Un gruppo composto da oltre 200 economisti, ricercatori e leader dell'industria tecnologica - inclusi sedici premi Nobel - ha pubblicato un appello intitolato "We Must Act Now: A Statement on AI's Transformation of the Economy" che pone l'attenzione sulle conseguenze economiche di lungo periodo dell'intelligenza artificiale.

Nel documento si afferma che è necessario intervenire fin da subito per prepararsi a una trasformazione che potrebbe avere pochi precedenti nella storia moderna. Tra i firmatari figurano anche personalità di primo piano del settore tecnologico come l'ex CEO di Google Eric Schmidt, il cofondatore di LinkedIn Reid Hoffman, Jeff Dean di Google, Jack Clark di Anthropic e Sarah Friar di OpenAI.

Il testo del documento è volutamente sintetico, ma contiene un messaggio preciso. Secondo i firmatari, nei prossimi dieci anni l'intelligenza artificiale potrebbe diventare "radicalmente più potente", dando origine a una trasformazione economica di portata superiore a quella della Rivoluzione Industriale, ma concentrata in un arco temporale molto più breve.

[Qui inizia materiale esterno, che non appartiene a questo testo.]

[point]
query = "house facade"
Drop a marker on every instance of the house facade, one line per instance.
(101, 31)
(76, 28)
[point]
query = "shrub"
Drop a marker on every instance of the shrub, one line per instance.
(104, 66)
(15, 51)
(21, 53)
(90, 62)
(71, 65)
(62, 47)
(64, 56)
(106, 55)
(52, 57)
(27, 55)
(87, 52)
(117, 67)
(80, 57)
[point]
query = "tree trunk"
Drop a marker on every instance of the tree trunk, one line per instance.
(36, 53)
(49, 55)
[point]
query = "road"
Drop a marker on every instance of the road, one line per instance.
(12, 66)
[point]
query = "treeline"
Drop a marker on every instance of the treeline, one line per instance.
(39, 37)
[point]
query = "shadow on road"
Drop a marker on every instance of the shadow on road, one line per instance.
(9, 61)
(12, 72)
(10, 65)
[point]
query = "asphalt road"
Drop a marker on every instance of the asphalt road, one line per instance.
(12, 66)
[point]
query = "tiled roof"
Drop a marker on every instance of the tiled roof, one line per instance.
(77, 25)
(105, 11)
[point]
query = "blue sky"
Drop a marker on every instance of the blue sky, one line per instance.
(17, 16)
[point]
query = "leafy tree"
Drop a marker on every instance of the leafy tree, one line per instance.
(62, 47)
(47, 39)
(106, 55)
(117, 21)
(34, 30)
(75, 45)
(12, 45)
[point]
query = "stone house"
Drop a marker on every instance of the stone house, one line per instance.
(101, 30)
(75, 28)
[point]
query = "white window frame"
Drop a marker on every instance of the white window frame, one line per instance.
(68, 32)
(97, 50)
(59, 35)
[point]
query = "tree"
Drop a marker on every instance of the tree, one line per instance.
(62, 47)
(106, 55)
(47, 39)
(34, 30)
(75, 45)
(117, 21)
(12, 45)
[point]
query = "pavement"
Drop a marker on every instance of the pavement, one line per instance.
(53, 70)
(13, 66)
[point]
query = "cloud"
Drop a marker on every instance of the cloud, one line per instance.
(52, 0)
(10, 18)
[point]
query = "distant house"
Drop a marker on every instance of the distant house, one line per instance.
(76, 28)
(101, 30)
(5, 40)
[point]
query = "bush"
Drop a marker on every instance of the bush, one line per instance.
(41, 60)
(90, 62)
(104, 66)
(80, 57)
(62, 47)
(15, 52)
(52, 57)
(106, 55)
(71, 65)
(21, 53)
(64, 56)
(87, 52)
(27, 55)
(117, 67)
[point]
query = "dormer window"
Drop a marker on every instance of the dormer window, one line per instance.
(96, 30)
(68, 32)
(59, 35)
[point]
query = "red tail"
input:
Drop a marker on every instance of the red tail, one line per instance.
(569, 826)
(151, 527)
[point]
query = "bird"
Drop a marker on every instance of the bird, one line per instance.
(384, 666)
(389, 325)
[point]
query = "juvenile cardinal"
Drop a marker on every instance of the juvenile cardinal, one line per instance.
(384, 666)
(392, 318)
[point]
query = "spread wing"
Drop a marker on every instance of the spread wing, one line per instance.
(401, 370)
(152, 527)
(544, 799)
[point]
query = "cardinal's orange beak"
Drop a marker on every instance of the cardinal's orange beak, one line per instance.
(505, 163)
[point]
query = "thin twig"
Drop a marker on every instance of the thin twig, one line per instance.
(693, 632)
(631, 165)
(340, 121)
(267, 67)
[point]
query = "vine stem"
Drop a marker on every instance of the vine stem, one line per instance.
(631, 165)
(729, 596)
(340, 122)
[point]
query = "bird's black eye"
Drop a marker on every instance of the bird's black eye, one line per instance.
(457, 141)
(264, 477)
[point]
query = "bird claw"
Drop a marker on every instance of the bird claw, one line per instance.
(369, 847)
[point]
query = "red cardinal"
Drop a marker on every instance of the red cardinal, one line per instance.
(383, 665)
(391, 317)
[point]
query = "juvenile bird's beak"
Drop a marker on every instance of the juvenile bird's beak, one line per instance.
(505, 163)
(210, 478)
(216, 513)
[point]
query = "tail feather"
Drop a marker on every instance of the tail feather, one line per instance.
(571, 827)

Gli autori riconoscono che questa evoluzione potrebbe produrre importanti benefici, come un incremento della produttività e un miglioramento degli standard di vita, ma allo stesso tempo evidenziano rischi significativi, tra cui la possibile sostituzione di un numero elevato di lavoratori da parte dei sistemi di IA. Per questo motivo invitano economisti, decisori politici e aziende tecnologiche ad approfondire fin da ora lo studio degli effetti economici dell'intelligenza artificiale e a costruire incentivi, regole e istituzioni capaci di orientarne lo sviluppo verso un modello complementare alle capacità umane.